Car l'une des spécificités du secteur logistique est qu'il fait appel à un certain nombre de sous-traitants. « Les décisions et les responsabilités lors d'un transport sont ainsi transférées d'un acteur à un autre et si on ne prend pas en compte cet aspect, on ne peut pas changer les choses. Il faut pouvoir animer une réflexion auprès de l'ensemble des maillons de la chaîne : chargeurs, commissionnaires et opérateurs de transports, gestionnaires d'infrastructures comme SNCF réseau, VNF ou la CNR, ainsi que les collectivités locales qui s'engagent dans des démarches de réduction de leurs impacts carbone comme Vienne Condrieu Agglomération  », explique Cécile Michaux.

Sans compter qu'en face, les alternatives à la route ne seraient pas nécessairement coûteuses, mais requièrent une organisation différente. « Un trajet Marseille-Lyon prend six heures en camion, contre 24 heures entre en moyenne et 36 heures en voie fluviale, de porte-à-porte. Ces chiffres restent cependant à nuancer, car pour des containers ayant déjà mis trois à quatre semaines à arriver, on n'est pas toujours à 36 heures près », note-t-elle.

Une marge de manœuvre dont comptent bien se saisir les acteurs du pôle d'intelligence logistique pour amorcer une transition.

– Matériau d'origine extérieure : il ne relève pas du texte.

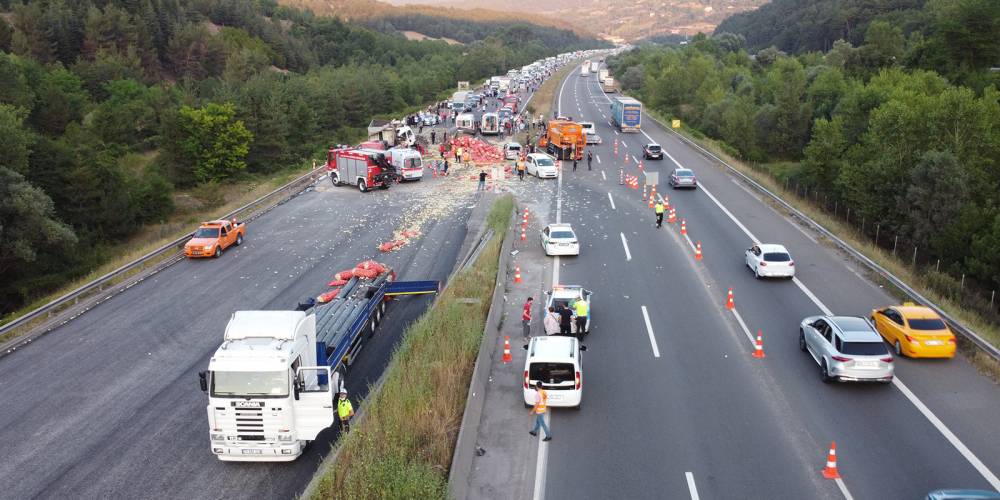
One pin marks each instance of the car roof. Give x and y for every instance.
(552, 347)
(916, 312)
(853, 328)
(772, 248)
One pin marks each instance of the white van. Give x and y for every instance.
(558, 362)
(466, 122)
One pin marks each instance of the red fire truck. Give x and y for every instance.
(365, 168)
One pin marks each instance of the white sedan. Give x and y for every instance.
(770, 261)
(559, 239)
(541, 165)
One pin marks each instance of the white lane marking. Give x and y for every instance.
(543, 452)
(843, 489)
(649, 328)
(691, 487)
(965, 451)
(815, 299)
(753, 342)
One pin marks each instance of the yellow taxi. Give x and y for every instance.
(914, 331)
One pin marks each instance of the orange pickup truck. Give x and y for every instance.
(213, 237)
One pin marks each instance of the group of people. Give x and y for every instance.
(559, 318)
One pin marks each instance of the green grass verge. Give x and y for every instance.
(403, 445)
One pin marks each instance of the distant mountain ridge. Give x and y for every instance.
(627, 19)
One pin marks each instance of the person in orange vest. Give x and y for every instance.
(539, 410)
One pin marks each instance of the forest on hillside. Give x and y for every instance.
(903, 131)
(107, 106)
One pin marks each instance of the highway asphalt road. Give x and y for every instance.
(108, 405)
(695, 415)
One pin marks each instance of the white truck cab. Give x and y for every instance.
(267, 398)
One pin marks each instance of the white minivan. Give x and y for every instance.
(558, 362)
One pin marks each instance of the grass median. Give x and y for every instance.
(403, 444)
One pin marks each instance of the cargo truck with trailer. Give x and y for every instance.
(273, 383)
(626, 113)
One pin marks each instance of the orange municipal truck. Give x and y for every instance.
(564, 140)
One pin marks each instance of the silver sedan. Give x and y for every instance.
(846, 348)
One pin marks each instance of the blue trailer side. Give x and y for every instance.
(626, 113)
(334, 356)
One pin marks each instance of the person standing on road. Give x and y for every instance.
(345, 411)
(551, 322)
(539, 410)
(565, 319)
(581, 314)
(526, 318)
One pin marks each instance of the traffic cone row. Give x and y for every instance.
(759, 353)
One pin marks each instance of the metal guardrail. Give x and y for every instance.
(154, 258)
(858, 256)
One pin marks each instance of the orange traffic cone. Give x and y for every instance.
(759, 353)
(831, 463)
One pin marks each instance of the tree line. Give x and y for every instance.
(905, 148)
(107, 106)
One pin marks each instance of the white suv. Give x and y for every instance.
(557, 362)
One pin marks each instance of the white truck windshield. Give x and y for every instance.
(257, 384)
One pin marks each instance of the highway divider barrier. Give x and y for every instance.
(60, 311)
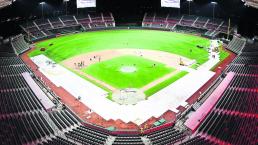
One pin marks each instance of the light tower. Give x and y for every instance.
(66, 1)
(42, 8)
(213, 9)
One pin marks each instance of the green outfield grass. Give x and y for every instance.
(68, 46)
(75, 44)
(109, 71)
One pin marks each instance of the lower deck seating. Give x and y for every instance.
(128, 140)
(87, 135)
(57, 141)
(166, 136)
(21, 129)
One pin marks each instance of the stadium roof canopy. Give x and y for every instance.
(4, 3)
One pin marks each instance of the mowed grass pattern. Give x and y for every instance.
(75, 44)
(109, 71)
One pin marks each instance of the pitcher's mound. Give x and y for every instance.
(128, 96)
(128, 69)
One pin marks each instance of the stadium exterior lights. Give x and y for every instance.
(213, 9)
(42, 8)
(189, 6)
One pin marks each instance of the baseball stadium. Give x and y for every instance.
(128, 73)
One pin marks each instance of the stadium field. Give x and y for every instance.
(109, 72)
(72, 45)
(137, 71)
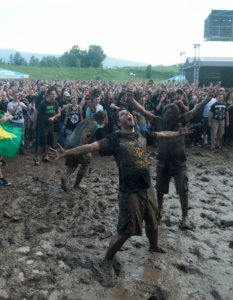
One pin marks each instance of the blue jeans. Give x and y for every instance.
(68, 134)
(37, 133)
(21, 146)
(143, 127)
(61, 134)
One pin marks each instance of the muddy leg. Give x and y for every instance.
(160, 203)
(184, 206)
(81, 173)
(116, 243)
(152, 236)
(65, 177)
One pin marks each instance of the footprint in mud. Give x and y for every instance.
(106, 275)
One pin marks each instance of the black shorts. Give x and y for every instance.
(83, 160)
(165, 171)
(46, 135)
(136, 207)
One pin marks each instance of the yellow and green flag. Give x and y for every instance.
(10, 138)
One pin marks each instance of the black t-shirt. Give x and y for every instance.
(170, 150)
(219, 111)
(148, 106)
(73, 118)
(109, 110)
(61, 104)
(230, 111)
(181, 109)
(125, 105)
(3, 106)
(160, 111)
(30, 98)
(198, 117)
(47, 110)
(130, 153)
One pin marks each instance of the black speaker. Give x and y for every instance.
(219, 26)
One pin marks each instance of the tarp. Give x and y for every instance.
(9, 74)
(177, 78)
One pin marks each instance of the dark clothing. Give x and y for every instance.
(130, 153)
(46, 135)
(125, 105)
(109, 127)
(136, 207)
(87, 102)
(39, 98)
(170, 150)
(73, 117)
(3, 106)
(148, 106)
(31, 99)
(160, 111)
(219, 111)
(82, 134)
(165, 171)
(181, 109)
(198, 117)
(61, 104)
(47, 110)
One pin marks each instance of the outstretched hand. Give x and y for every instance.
(185, 130)
(130, 95)
(57, 153)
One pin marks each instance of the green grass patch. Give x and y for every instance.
(159, 73)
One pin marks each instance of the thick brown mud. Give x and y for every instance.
(52, 245)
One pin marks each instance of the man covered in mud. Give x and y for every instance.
(171, 154)
(136, 199)
(82, 134)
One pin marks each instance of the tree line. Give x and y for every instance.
(75, 57)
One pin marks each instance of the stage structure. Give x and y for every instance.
(219, 26)
(209, 69)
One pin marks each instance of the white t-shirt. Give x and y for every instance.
(207, 108)
(89, 113)
(18, 116)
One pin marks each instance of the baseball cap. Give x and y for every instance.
(66, 94)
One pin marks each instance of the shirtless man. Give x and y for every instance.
(82, 134)
(171, 155)
(136, 198)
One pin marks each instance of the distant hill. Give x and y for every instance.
(109, 62)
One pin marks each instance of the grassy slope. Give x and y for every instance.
(121, 74)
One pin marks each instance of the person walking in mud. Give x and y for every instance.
(136, 198)
(171, 154)
(82, 134)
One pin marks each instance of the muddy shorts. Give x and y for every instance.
(136, 207)
(165, 171)
(46, 135)
(83, 160)
(217, 129)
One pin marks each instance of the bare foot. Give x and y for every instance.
(80, 187)
(158, 249)
(63, 185)
(185, 224)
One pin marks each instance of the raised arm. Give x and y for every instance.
(60, 152)
(192, 113)
(138, 107)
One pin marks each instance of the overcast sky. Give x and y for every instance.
(148, 31)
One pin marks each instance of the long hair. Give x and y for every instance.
(106, 97)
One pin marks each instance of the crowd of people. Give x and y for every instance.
(73, 101)
(121, 119)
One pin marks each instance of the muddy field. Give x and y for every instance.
(54, 249)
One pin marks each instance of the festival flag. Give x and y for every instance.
(10, 138)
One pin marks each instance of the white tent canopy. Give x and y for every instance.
(9, 74)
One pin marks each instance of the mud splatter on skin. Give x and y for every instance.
(53, 251)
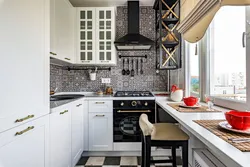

Une offre de service globale jusqu'au dernier kilomètre

Pas question d'engager pour autant une démarche stigmatisante : « Il ne suffit pas de dire qu'il faut arrêter de prendre des camions polluants sur la route... La question est plutôt de déterminer comment faire pour lever les freins qui demeurent et qui prend, par exemple, la responsabilité d'organiser l'ensemble de la chaîne », ajoute-t-elle.

Car si l'on « met de côté » son empreinte environnementale, « la route sera toujours une solution à la fois simple rapide et peu coûteuse », rappelle Cécile Michaux, alors que passer par la voie fluviale demande d'anticiper les processus et de s'organiser différemment pour gérer les effets de seuils.

Des pistes de coopération plus larges, avec le service des douanes visant à faciliter les opérations d'import et export, ou encore les exploitants des réseaux de voie fluviale ou ferroviaire, en vue de travailler sur une nouvelle grille de tarification et planification des liaisons, adaptées aux besoins des industriels, font donc partie des options sur la table.

« Nous aurons besoin de travailler avec l'ensemble des opérateurs de la chaîne, dans l'optique de proposer une offre de service globale, intégrant jusqu'à la livraison du dernier kilomètre. Car il faut pouvoir s'assurer ensuite que des marchandises, qui arriveraient au port Édouard Herriot, puissent ensuite rejoindre les entrepôts situés en région lyonnaise », affiche Cécile Michaux.

De là à encourager également une forme de relocalisation industrielle en France, dans la lignée des préoccupations soulevées par le plan France Relance du gouvernement à la suite de la crise sanitaire ?

« Il est certain que le Covid-19 a amené son lot de réflexions à ce sujet. Mais la relocalisation ne se fera pas en un claquement de doigts, sans compter que les coûts de production ne sont pas les mêmes en France. On voit donc que les acteurs de la filière recherchent aujourd'hui avant tout une diversification de leurs achats, pour ne plus dépendre d'une seule région du monde », observe-t-elle.